The rs35036378 SNP found in the untranslated region 5′ of exon ON reduced the ESR2 promoter luciferase reporter activity by approximately 50%. The luciferase assays were performed in the SKBR3 breast cancer and LNCaP prostate cancer cell lines because they are known to express ESR2 mRNA. In the context of cell types in vivo, the SNP could have more or less effects. Since ESR2 appears to have roles in multiple tissues, such as the brain [23], ovary [24], prostate [25], this SNP could have effects on a variety of functions. The altered phenotypes observed in the ESR2 knockout mice (βERKO) [26] and in mice treated with ESR2 selective ligands [27] should be useful in guiding which phenotypes may be affected by this SNP in humans. These would likely include effects on neurologic and reproductive function.
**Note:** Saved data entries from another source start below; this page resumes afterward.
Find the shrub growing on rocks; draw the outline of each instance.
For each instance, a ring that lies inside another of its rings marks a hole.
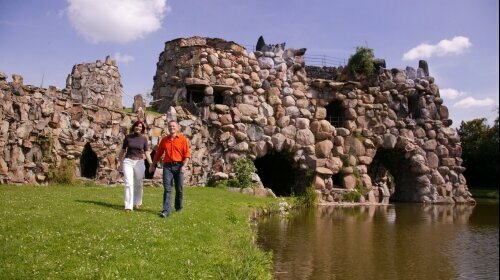
[[[59,166],[51,168],[48,175],[52,183],[73,184],[76,181],[74,163],[68,159],[63,159]]]
[[[371,76],[375,73],[375,66],[373,64],[375,56],[373,49],[367,47],[356,47],[356,53],[349,57],[347,67],[349,73],[352,75],[366,75]]]
[[[253,162],[246,158],[239,158],[233,163],[233,167],[238,187],[252,187],[252,173],[257,171]]]

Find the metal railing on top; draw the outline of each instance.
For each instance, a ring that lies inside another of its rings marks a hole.
[[[245,45],[241,44],[248,51],[255,51],[255,45]],[[337,67],[345,66],[345,58],[334,57],[324,54],[309,54],[306,52],[304,56],[307,66],[325,66],[325,67]]]
[[[304,56],[307,66],[344,66],[345,58],[338,58],[324,54],[307,54]]]

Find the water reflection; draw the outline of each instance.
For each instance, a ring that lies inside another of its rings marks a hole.
[[[498,204],[320,207],[258,233],[277,279],[498,279]]]

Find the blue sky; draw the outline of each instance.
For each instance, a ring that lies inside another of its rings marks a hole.
[[[251,49],[307,48],[347,61],[368,46],[388,68],[425,59],[453,127],[499,104],[498,0],[0,0],[0,71],[24,84],[63,88],[73,65],[115,58],[124,106],[150,91],[164,43],[217,37]],[[311,64],[313,63],[310,60]]]

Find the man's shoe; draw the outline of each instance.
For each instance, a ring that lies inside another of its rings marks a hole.
[[[130,213],[132,212],[132,209],[125,209],[125,213]]]
[[[141,209],[141,205],[139,205],[139,204],[134,205],[134,208],[137,209],[137,210],[139,210],[139,209]]]
[[[160,213],[160,218],[166,218],[166,217],[168,217],[168,213],[166,213],[166,212]]]

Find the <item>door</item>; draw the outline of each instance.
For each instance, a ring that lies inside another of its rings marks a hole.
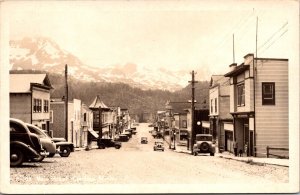
[[[244,124],[244,153],[249,156],[249,125]]]

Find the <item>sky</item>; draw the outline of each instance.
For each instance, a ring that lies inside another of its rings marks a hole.
[[[206,74],[224,74],[255,53],[257,18],[258,57],[289,58],[298,13],[295,1],[4,3],[10,39],[49,37],[89,66],[134,63]]]

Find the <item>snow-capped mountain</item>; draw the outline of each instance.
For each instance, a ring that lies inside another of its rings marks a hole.
[[[142,89],[175,91],[185,87],[190,80],[188,71],[154,69],[132,63],[99,68],[91,67],[61,49],[49,38],[23,38],[10,41],[12,70],[47,70],[63,74],[65,64],[68,64],[69,74],[80,80],[123,82]]]

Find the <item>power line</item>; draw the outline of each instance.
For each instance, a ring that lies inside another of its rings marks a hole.
[[[276,41],[278,41],[286,32],[288,31],[288,29],[286,29],[283,33],[281,33],[281,35],[275,39],[273,42],[271,42],[269,44],[269,46],[267,48],[265,48],[261,53],[264,53],[265,51],[267,51]]]

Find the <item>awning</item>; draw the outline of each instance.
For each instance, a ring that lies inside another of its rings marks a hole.
[[[202,122],[202,127],[203,127],[203,128],[208,128],[208,129],[209,129],[209,128],[210,128],[210,123],[209,123],[208,121],[203,121],[203,122]]]
[[[99,135],[97,134],[96,131],[94,131],[94,129],[88,129],[88,131],[95,137],[98,139]]]
[[[188,135],[188,131],[187,130],[180,130],[180,135]]]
Since the ESR2 promoter SNPs are relatively rare, the large numbers of subjects that would be required to obtain sufficient power to detect an association would likely make a traditional genotype–phenotype study impractical. Consequently, deriving an algorithm for combining multiple rare SNPs will be necessary. We have used such a scoring system for the drug-metabolizing enzyme genes for which the functions of multiple rare SNPs are well characterized [9]. In order to establish these algorithms, the function of each SNP must be known. The studies described here provide a functional characterization of the rs35036378 SNP that would be the beginning of such an effort. In addition, a better understanding of the function of the individual ESR2 SNPs may also help understand the mechanisms behind the SNPs that have been associated with clinical phenotypes [16].

These studies are the beginning of what will be required to thoroughly understand the functional genetic variability in the ESR2 gene. Within our study, there are two additional SNPs that are predicted to affect three transcription factor binding sites. Each of these will require careful testing. Individually, each of the three SNPs that were predicted to be functional (rs8008187, rs3829768, rs35036378) is relatively rare. However, if the bioinformatic functional predictions are correct, then the combined frequency of the haplotypes containing one or more functionally affected alleles would total nearly 10% in the African American population. It may then be possible to conduct genotype–phenotype association studies with all of the reduced function alleles combined into one group, similar to the way that we combine CYP2D6 poor metabolizer alleles, so the frequency would be approximately 10%, which should be sufficient to detect genotype–phenotype associations in reasonable sized studies. This illustrates the importance of further in vitro studies to test each of the promoter SNPs. There are also many SNPs throughout the rest of the ESR2 gene that may also have effects on gene function through mechanisms such as alternative splicing. Since methylation appears to be part of the regulatory mechanisms of ESR2 expression [28], SNPs that affect ESR2 methylation may also be of substantial importance. These SNPs will all require similar testing to obtain a comprehensive understanding of the influence of genetic variability on the function of the ESR2 gene.